Il existe des livres qui rendent des amours impossibles, Ils nous forcent à reconnaître que si quelqu'un(e) trouvait plaisir dans cette littérature-là (ou aimait les moules au chocolat, la langue basse des à peu près, les passe que, à cause que, ou les vins en cannette…), c'est foutu !
Le pire est souvent logé dans l'illusion du bien, c'est cette médiocrité des vertus de bon aloi qui participe aussi à la dévaluation d'une littérature qui se réfugie dans le sujet. Aaah le « sujet », les idées généreuses, la défense des ceci et cela, l’exemplarité, fichu sujet qui couvre tout et alimente des débats qui se couchent pour ne pas dire le fond médiocre des choses qui nous rassemblent et nous ressemblent comme la peste dont on ne pouvait prononcer le nom dans le livre de Camus…

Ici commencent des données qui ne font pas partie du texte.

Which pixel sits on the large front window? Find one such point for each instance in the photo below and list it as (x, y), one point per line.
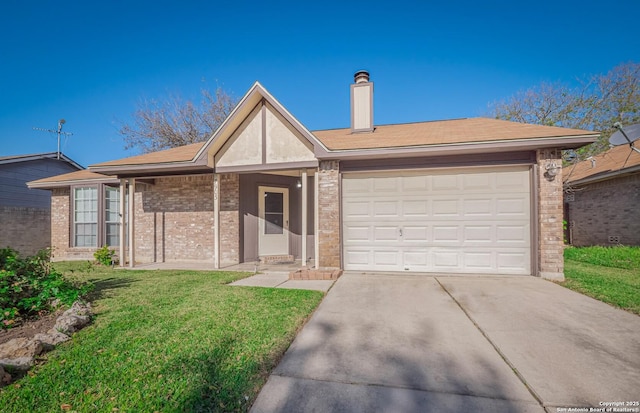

Avec le sujet, ça va, une louche d’imaginaire et ça va encore mieux, c’est doux, c’est nutritif, c’est…émouvant. Sujet et réparation, cette façon de tirer l'affaire vers la lumière plus que d'en fréquenter les ombres basses. Cette « Mélodie du bonheur littéraire » est en général accompagnée du discours orgasmique sur l'obligation de plaisir (dans l'écriture et dans la lecture), comme s'il n'y avait pas une gamme de sentiments et d'émotions plus durables que « le plaisir, à notre disposition d'auteur, d'écrivain et de lecteur »… pour éprouver l'expérience de l'altérité en soi et dans le monde.
La poésie, peut-être parce qu'elle échappe en majeure partie à la médiation du temps, qu'elle compte pour peu dans la guerre des flux, se risque encore régulièrement dans ces zones d'intranquillité.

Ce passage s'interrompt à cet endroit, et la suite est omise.